Headed from the pool to the transition area.
I managed to remember to drink some water, get my socks and shoes on, throw a headband in my hair to keep it out of my face, grab my sunglasses, buckle my helmet, and unrack my bike before heading out for that 9.35 mile ride.

I managed to forget my TomTom, my fitbit, and my inspirational bracelet that I ALWAYS wear when running or riding.

Oh well.  I had the important helmet and my bike!
Leaving transition
Out on the course
Observations from the bike portion of the event, 9.35 miles of rolling hills...
*They weren't kidding when they said rolling hills.
*I was really scared about this part after we drove the course on Saturday afternoon...because of the hills!  The area where I generally ride is flat.
*This was my first time to ride my bike on the road.  I usually ride on the greenway.  No cars out there!  Just runners and other bike riders.  Fortunately, there were very few cars on the road early on Sunday morning.
*I was passed by all those swimmers who started after me in the pool.
*I did manage to pass on girl.  I felt so bad for her because she was really struggling with the hills.  
*I might have cursed the hills under my breath while riding uphill.  I might have cursed them a LOT.
*But the downhills!  Oh my goodness!  I wanted to be like a little kid and squeal and let my legs spread out like wings as I flew down those hills!  
*But then there was always another uphill.  Curse you, hills!
*I am pretty sure I decided I hated every minute of the triathlon somewhere along the bike course.  And that I would NEVER do another one...ever again!
Arriving back in the transition area
How I had that smile on my face, I'm not really sure!
I found out later that I completed the bike course in almost the time I had kind of predicted...even with all those hills!  Thank you, downhills!

Back in transition, I racked my bike, took off my helmet, and grabbed my visor and my belt with my race number attached...and a bottle of water.  Time to head out for the 5k run.

It took me a few minutes to get it in gear and start running.
Remember those hills I told you about from the bike ride?
Yeah.  There were hills on the run too.
I decided I would run the downhills and do the best I could, even if it meant walking, on the uphills.

Observations from the run, 3.1 miles...
*It took a few minutes, but my legs remembered how to run.
*I knew I was one of the last runners to head out of the course.  There were a LOT of people coming BACK as I was headed out.
*I usually run with a fuel belt so I don't have to hold a water bottle.  I didn't have that with me and wasn't sure about taking a water bottle with me when I was leaving transition.  But I was SO glad I did.  I'm used to drinking water when I want it instead of where a race director determines water stops should be.
*Funny thing about carrying a water bottle though:  When I was walking, I could carry the bottle in my left hand.  But when I started running...I HAD to put it back in my right hand.  I COULD NOT RUN while carrying that bottle in my left hand!  Weird!

About a mile from the finish, I saw the girl I had passed on the bike course.  She was the only person behind me.  I could tell she was struggling, but determined.  I offered a smile, and encouraging word, and a high five for perseverance.

I was also thanking every volunteer who was still out on the course, cheering the final few runners on towards the finish.

I began to hear the awards being announced and I knew I was nearing the finish.  That always puts a little extra pep in my step.  I was tired, but I was going to finish strong and with a smile on my face.
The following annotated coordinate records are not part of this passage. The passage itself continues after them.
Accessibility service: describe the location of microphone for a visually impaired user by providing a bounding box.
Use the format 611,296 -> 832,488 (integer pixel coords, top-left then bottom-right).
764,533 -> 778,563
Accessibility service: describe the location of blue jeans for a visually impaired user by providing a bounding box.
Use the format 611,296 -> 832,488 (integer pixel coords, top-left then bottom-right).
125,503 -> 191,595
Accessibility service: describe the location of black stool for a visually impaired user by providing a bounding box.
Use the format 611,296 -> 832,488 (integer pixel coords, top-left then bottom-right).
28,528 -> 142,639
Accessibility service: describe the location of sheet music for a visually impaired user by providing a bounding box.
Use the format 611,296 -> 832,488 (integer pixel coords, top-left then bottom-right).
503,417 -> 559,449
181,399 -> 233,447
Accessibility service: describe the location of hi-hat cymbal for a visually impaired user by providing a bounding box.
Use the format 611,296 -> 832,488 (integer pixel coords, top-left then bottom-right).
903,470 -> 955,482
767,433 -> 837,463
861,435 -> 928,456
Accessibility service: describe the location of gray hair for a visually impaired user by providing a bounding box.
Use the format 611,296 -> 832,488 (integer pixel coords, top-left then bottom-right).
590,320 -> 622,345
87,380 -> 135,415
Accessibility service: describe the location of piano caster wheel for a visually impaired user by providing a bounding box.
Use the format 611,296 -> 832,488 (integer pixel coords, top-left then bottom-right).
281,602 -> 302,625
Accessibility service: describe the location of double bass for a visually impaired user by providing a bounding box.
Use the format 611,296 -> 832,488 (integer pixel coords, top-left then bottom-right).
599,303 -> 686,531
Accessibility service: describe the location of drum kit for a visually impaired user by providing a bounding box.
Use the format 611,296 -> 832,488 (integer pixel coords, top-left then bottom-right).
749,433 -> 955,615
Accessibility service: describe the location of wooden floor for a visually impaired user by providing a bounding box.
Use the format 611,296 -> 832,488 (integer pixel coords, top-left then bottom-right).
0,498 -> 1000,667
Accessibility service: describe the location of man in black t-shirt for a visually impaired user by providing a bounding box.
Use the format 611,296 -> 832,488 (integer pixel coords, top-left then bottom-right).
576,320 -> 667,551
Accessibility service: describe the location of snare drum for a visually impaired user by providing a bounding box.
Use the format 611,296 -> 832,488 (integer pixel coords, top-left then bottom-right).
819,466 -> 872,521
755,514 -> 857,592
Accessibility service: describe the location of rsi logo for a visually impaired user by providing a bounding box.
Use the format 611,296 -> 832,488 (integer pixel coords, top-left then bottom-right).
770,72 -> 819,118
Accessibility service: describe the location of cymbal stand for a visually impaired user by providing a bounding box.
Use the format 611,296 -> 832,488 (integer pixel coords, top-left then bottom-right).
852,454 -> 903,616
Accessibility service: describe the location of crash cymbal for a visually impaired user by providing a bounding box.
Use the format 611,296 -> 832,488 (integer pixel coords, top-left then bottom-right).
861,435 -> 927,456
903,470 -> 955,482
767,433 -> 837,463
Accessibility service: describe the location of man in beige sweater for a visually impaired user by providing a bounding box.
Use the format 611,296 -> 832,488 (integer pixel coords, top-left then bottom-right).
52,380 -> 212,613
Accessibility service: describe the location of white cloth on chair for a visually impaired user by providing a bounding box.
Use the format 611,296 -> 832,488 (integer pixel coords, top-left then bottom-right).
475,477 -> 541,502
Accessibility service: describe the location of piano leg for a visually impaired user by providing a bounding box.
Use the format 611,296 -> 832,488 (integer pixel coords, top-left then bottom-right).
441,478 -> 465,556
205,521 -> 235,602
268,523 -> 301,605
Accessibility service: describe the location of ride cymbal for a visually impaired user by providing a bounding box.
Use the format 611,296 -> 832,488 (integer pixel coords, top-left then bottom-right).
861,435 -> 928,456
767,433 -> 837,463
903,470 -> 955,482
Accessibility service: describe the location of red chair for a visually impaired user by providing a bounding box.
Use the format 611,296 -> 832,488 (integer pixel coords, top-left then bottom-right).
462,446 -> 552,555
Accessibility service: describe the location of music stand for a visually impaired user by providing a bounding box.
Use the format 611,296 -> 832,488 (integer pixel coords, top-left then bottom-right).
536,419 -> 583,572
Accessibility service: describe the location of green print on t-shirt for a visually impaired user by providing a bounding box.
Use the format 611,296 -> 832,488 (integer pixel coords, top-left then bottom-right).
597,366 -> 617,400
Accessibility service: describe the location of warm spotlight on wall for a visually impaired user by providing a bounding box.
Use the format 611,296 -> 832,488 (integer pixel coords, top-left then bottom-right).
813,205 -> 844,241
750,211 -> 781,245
They actually paused the awards to announce me as I crossed the finish line, which was kind of cool.

And so ended my first triathlon.
I was tired.
I was hot.
I was sweaty.
My feet felt like prunes...thank goodness for flipflops!
And I was...I am...a triathlete.

I ended up being glad I forgot to put on my TomTom.  I would have been to worried about time and distance and pace and all of that stuff.  Instead, I was able to concentrate on where I was at the moment.

And you know how I swore I would never do another triathlon ever again while I was out on my bike, fighting those hills?

That was crazy talk.
Heat of the moment.

I'm pretty sure I will do one again.